Open/Closed Principle (OCP)
A class should be open to extension, but closed for modification. Inheritance is one way to accomplish this. Other mechanisms are templates, function overloading, and more. In general, we speak about customization points in this context.
Liskov Substitution Principle (LSP)

You should be able to replace an instance of an object with an instance of a subtype of that object without breaking the application.

You can achieve that by following a few rules, which are pretty similar to the design by contract concept defined by Bertrand Meyer.

An overridden method of a subclass needs to accept the same input parameter values as the method of the superclass. That means you can implement less restrictive validation rules, but you are not allowed to enforce stricter ones in your subclass. Otherwise, any code that calls this method on an object of the superclass might cause an exception, if it gets called with an object of the subclass.

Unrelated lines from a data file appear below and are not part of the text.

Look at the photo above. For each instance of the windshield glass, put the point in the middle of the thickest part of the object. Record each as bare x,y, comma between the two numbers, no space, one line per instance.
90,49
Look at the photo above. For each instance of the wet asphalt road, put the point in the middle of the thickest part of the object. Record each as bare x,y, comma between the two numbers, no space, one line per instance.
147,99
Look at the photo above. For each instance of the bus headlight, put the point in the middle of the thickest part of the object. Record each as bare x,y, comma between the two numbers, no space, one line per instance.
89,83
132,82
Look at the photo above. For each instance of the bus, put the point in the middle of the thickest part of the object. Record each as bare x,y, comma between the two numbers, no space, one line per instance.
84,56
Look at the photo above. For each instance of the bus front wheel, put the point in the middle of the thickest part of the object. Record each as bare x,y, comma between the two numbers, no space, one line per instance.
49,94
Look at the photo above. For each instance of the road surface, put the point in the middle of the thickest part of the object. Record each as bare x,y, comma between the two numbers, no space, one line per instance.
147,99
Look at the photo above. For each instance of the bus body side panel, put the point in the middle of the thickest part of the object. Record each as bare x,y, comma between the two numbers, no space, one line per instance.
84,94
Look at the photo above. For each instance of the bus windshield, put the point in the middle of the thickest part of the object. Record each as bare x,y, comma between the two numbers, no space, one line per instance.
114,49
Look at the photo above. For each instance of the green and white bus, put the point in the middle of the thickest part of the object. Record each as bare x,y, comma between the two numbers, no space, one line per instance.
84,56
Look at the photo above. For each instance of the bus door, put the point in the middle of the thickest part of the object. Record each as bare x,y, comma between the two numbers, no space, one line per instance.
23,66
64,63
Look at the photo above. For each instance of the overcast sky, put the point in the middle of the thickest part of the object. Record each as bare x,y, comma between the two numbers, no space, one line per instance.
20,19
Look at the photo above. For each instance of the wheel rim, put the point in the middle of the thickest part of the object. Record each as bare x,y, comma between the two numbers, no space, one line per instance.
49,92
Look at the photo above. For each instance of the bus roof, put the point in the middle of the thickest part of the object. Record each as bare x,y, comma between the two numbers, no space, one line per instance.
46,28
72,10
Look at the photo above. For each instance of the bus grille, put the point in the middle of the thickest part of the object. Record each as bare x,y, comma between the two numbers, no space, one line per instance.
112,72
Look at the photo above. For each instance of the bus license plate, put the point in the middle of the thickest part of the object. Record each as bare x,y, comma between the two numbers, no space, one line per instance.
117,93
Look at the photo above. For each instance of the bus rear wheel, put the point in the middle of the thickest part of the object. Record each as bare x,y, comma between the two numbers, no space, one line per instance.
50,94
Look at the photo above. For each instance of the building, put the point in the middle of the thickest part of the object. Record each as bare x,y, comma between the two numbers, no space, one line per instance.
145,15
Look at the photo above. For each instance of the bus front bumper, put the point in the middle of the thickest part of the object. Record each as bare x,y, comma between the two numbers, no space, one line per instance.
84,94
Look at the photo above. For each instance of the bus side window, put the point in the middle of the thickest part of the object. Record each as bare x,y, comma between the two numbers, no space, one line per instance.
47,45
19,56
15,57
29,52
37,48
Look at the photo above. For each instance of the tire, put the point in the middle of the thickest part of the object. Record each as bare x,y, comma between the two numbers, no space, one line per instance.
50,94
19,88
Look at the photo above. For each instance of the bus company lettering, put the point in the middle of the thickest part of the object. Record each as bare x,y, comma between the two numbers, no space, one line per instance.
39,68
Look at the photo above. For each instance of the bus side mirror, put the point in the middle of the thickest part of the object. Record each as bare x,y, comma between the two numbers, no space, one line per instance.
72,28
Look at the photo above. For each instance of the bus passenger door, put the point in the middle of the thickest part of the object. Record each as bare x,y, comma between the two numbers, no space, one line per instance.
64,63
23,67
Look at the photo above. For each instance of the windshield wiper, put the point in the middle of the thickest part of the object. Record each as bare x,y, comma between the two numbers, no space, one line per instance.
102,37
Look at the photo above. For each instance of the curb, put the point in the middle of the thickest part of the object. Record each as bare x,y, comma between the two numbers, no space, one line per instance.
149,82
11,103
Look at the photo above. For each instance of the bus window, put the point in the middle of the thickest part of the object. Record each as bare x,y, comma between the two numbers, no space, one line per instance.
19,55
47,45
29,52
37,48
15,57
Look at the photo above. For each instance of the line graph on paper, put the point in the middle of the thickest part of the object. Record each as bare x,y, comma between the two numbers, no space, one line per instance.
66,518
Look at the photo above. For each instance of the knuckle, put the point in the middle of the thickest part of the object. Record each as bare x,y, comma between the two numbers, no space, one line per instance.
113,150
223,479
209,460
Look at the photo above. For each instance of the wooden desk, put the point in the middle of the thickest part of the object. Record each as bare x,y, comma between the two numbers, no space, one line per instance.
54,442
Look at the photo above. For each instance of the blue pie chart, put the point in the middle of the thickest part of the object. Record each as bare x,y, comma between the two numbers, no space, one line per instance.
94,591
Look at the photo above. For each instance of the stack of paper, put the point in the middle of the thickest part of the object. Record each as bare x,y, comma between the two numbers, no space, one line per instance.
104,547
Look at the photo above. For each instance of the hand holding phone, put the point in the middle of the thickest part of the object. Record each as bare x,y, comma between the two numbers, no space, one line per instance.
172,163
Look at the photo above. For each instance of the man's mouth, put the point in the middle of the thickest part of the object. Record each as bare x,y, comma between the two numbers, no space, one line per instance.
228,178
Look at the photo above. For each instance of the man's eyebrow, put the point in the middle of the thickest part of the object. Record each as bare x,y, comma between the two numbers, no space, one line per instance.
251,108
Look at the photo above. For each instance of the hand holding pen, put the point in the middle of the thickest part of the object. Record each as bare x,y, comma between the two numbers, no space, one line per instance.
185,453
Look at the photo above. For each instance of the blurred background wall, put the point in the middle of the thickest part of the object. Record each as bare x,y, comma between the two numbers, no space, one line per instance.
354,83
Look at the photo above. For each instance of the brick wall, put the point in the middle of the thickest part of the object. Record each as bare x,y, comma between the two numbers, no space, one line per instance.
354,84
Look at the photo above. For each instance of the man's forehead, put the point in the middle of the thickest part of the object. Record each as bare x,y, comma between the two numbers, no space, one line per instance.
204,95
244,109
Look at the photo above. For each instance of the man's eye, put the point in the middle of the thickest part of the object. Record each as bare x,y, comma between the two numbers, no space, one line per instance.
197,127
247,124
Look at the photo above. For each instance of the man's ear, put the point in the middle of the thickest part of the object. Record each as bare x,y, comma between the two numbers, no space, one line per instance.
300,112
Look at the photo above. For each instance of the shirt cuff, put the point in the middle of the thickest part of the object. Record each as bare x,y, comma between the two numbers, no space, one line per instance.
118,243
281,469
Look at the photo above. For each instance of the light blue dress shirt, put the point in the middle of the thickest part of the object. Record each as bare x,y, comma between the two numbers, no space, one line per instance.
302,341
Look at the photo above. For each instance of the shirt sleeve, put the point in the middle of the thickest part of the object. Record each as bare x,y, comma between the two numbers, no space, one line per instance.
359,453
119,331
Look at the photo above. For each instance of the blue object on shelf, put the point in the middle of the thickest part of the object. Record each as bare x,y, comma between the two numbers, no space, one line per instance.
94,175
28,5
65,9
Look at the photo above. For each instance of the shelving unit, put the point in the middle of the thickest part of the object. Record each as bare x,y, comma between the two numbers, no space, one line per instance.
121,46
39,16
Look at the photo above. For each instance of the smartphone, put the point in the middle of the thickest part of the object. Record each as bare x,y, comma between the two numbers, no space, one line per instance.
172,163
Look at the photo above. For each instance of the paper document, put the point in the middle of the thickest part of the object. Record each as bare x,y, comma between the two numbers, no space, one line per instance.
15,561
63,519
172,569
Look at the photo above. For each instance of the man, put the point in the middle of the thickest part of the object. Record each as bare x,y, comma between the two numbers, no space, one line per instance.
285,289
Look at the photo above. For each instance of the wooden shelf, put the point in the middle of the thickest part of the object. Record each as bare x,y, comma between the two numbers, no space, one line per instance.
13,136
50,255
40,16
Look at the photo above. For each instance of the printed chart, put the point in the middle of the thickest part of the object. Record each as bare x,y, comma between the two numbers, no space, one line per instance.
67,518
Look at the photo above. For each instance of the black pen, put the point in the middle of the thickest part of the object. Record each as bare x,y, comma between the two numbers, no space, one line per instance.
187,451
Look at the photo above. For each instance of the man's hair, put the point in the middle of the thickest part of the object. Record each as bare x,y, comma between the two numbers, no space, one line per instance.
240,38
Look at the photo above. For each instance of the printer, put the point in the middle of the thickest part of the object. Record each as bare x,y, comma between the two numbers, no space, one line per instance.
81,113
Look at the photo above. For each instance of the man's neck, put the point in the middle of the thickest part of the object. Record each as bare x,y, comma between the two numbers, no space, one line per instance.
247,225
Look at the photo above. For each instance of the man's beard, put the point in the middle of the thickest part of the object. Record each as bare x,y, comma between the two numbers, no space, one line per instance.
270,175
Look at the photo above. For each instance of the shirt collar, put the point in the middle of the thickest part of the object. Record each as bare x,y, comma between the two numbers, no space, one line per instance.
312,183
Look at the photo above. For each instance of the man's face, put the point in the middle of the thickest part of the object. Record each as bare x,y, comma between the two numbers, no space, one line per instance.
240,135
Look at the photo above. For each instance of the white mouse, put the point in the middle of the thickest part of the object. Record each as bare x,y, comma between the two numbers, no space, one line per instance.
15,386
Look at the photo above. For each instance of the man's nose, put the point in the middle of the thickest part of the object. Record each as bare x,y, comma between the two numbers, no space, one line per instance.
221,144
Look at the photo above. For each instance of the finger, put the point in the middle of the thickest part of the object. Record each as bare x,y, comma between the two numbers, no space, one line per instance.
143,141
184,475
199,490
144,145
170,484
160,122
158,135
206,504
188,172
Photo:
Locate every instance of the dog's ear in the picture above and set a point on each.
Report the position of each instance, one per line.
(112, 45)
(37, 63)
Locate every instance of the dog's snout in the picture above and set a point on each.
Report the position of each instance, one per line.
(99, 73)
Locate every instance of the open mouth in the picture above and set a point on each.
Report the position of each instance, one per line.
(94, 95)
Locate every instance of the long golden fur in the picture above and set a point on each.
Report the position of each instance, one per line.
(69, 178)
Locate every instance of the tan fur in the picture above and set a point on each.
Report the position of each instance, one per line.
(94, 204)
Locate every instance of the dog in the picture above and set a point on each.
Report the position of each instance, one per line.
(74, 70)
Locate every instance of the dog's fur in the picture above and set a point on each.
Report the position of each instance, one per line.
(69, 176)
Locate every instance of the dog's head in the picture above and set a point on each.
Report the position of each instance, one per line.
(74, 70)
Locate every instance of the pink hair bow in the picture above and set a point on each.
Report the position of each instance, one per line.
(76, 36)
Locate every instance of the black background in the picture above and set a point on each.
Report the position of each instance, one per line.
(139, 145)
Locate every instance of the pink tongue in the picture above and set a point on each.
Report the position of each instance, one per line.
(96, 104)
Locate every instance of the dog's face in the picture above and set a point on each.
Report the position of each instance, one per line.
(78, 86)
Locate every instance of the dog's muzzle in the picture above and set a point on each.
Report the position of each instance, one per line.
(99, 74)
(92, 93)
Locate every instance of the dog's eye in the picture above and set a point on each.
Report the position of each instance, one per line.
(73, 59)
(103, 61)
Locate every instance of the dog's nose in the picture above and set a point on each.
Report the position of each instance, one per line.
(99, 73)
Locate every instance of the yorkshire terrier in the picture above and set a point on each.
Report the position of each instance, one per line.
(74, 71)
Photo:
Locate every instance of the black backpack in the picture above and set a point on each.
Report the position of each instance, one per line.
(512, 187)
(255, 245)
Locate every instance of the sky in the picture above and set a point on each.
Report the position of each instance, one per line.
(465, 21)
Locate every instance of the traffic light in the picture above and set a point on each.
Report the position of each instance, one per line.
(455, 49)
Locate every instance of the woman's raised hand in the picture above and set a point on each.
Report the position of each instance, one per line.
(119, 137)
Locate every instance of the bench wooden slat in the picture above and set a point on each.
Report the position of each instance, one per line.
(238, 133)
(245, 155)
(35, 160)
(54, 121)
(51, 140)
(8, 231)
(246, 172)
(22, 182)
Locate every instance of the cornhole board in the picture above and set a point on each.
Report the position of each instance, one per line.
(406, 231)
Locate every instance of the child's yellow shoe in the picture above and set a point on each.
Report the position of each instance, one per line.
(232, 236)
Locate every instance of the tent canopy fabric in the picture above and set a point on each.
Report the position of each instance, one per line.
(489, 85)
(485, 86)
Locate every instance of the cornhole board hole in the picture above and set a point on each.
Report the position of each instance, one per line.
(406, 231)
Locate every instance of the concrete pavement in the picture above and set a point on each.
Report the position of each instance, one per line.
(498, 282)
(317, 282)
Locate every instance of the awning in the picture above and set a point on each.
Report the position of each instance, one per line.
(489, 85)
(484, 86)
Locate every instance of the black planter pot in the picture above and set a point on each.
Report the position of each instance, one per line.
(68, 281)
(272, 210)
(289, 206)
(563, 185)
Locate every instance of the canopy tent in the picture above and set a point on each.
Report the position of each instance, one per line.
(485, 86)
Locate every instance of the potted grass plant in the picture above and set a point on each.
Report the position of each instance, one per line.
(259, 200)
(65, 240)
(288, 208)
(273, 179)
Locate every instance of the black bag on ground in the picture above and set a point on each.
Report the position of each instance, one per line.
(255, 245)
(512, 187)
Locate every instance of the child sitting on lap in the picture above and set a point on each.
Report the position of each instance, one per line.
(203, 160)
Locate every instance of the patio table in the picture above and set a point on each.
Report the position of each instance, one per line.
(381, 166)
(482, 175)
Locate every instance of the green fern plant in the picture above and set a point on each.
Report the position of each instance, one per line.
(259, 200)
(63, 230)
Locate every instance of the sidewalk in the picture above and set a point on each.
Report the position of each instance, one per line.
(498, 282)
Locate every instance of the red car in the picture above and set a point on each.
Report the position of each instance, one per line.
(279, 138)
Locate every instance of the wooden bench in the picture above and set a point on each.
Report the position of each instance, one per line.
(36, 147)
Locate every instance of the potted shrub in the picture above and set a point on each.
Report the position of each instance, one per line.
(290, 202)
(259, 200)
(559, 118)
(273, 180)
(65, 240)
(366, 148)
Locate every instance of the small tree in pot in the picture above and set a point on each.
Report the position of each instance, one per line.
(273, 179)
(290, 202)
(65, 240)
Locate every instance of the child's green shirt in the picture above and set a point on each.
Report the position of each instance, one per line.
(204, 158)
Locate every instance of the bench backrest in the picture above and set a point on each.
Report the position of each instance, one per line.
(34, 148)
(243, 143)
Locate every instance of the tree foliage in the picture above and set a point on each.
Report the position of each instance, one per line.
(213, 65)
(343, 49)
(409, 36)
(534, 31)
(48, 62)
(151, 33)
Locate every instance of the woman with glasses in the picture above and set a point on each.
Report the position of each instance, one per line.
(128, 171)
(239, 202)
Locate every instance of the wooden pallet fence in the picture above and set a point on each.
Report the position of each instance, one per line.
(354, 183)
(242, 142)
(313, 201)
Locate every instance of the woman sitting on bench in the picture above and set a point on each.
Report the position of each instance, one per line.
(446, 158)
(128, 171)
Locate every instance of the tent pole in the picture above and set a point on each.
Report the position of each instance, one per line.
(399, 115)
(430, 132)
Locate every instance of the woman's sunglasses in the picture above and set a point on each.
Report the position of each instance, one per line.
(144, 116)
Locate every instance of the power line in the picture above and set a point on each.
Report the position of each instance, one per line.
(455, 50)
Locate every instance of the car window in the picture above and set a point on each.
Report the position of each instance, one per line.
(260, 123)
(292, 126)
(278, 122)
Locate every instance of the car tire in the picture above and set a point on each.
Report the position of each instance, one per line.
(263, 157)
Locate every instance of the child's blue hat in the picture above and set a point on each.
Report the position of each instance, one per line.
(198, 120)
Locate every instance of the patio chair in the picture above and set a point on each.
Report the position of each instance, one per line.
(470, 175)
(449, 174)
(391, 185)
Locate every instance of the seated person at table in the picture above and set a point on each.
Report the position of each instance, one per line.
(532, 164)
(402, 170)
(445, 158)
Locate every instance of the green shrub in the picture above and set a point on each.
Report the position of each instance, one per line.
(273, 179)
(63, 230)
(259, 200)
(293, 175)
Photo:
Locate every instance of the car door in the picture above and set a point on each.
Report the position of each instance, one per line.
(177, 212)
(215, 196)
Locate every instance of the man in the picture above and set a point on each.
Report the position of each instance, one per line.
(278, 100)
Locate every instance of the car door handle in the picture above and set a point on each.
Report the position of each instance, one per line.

Similar rules apply to the return value of the method. The return value of a method of the subclass needs to comply with the same rules as the return value of the method of the superclass. You can only decide to apply even stricter rules by returning a specific subclass of the defined return value, or by returning a subset of the valid return values of the superclass.

Interface Segregation Principle (ISP)
Keep interfaces clean and simple. It is better to have many smaller, well-defined single-responsibility interfaces than to have broad, general-purpose interfaces.
Dependency Inversion Principle (DIP)

The general idea is quite simple: High-level modules, which provide complex logic, should be easily reusable and unaffected by changes in low-level modules, which provide utility features. To achieve that, you need to introduce an abstraction that decouples the high-level and low-level modules from each other.

Based on this idea, Robert C. Martin's definition of the Dependency Inversion Principle consists of two parts:

  1. High-level modules should not depend on low-level modules. Both should depend on abstractions.
  2. Abstractions should not depend on details. Details should depend on abstractions.

An important detail of this definition is, that high-level and low-level modules depend on the abstraction. The design principle does not just change the direction of the dependency, as you might have expected when you read its name for the first time. It splits the dependency between the high-level and low-level modules by introducing an abstraction between them. So in the end, you get two dependencies:

  1. the high-level module depends on the abstraction, and
  2. the low-level depends on the same abstraction.